Palmer agrees. “In the real world, certainly no reptile could successfully interbreed with an equine,” she says.
“A hybrid between donkeys and dragons is a fantastic idea”
But even if Shrek 2‘s Donkey managed to mate with another non-dragon species, his offspring could very well be sterile.
In the real world, donkeys are not hybrid animals, but they can mate with horses to produce hybrid offspring, called mules and hinnies. Hinny are the offspring of male donkeys and female horses, and vice versa for mules. Mules and hinnies are both sterile, meaning they cannot reproduce naturally.
“The closer in evolution a hybrid’s parents are, the higher the chance that the hybrid will be able to produce its own offspring,” Hyun says.
Are hybrid animals good for the world?
Compared to human-animal chimeras, there are generally fewer ethical issues regarding hybrid animals – such as zonkeys or mules – especially those bred by humans.

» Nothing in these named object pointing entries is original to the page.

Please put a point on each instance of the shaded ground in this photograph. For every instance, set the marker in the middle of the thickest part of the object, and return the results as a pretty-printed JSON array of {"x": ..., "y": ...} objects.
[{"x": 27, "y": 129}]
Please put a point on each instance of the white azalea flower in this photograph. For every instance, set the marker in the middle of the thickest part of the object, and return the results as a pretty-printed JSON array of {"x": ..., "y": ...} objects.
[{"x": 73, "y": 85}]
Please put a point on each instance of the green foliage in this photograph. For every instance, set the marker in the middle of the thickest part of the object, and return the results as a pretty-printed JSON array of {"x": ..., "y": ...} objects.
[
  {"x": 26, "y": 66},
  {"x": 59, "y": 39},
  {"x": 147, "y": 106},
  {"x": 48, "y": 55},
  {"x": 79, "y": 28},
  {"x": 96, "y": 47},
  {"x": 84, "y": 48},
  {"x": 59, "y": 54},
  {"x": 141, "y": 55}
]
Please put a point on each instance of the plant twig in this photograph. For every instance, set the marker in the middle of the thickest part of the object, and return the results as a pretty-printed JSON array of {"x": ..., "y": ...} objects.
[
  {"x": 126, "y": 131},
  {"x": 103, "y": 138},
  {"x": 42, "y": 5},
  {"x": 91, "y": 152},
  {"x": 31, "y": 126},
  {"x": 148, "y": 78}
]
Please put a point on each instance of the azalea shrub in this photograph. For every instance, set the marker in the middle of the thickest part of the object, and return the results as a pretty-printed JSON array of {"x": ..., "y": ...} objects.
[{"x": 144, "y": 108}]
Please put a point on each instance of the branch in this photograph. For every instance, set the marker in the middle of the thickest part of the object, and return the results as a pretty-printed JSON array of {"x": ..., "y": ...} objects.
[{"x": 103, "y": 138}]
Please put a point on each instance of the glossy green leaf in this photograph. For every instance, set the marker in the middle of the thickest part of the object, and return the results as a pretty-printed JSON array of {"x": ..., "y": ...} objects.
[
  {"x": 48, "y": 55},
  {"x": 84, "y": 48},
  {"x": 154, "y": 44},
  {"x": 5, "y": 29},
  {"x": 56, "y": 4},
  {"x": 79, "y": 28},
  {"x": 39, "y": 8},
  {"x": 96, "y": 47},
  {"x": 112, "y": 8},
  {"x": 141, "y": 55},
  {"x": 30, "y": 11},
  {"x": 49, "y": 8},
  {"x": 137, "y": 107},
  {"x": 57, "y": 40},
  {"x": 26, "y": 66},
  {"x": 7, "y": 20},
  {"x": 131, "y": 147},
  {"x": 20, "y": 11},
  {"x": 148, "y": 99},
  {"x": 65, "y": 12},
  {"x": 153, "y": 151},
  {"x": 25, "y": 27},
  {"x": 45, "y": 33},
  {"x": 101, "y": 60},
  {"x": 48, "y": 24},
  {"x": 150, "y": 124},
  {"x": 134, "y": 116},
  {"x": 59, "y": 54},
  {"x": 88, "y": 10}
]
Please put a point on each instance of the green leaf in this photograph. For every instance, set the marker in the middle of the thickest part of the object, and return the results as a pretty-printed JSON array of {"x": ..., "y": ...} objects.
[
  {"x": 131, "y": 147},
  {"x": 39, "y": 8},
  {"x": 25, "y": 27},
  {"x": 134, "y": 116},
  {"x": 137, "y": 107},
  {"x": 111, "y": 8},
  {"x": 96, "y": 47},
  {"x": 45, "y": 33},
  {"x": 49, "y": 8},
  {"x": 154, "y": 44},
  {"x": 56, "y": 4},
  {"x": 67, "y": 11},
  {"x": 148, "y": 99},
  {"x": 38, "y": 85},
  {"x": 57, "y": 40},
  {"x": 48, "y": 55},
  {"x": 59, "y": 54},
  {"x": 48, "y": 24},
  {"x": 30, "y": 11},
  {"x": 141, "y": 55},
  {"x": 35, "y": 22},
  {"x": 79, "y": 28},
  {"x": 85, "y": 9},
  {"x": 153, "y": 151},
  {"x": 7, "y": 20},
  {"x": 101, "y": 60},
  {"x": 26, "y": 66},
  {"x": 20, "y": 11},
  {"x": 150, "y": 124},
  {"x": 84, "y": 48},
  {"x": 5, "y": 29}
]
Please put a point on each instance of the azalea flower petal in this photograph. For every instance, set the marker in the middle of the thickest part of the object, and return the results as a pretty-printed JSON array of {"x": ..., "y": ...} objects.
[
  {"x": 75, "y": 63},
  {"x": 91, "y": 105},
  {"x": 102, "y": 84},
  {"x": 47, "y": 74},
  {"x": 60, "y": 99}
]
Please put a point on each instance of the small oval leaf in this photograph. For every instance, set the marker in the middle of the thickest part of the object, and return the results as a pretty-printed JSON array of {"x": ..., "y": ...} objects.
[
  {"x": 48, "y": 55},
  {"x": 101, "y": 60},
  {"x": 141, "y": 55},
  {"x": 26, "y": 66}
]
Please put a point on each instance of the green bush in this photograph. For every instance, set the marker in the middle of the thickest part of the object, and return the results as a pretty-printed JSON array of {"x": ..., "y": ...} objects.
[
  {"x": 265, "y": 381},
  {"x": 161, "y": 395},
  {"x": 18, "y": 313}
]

“Farmers have been creating hybrids for centuries, so the hybrids aren’t shocking or novel in a socially disruptive way,” Hyun says.
But there are also concerns about whether the hybrids are evolutionarily good. Conservationists often worry that non-native hybrid animals introduce invading genes and wipe out a local species.
“We are almost always concerned about the short-term survival of species in conservation, so we don’t want to mess them up with invasive genes,” Mallet explains.
While some scientific reports suggest hybrids may contribute to species loss, other studies suggest they may be beneficial in adapting to circumstances such as climate change by introducing new DNA into a local population. . Recent reports suggest that polar bears are mating with grizzly bears to form “pizzly bear” hybrids due to climate change.
“Whether hybridization is good or bad depends on the context,” Taylor says.
Taylor offers an example of humans introducing a non-native species – say, rainbow trout to Colorado. This species could “hybridize” or breed and form offspring with a native species like cutthroat trout, potentially leading to species loss.
“But hybridization can also provide genetic variation that selection can act on to produce new species – for example, Lake Victoria cichlids – or allow species to adapt quickly to change,” Taylor adds.
Mallet accepts. “Hybridization is a natural process and is neither ‘good’ nor ‘bad’. That’s right,” he said.
Whether good or bad, hybridization is here to stay – both in the real world and in the imaginary world of Shrek 2.
Shrek 2 is streaming now on Netflix.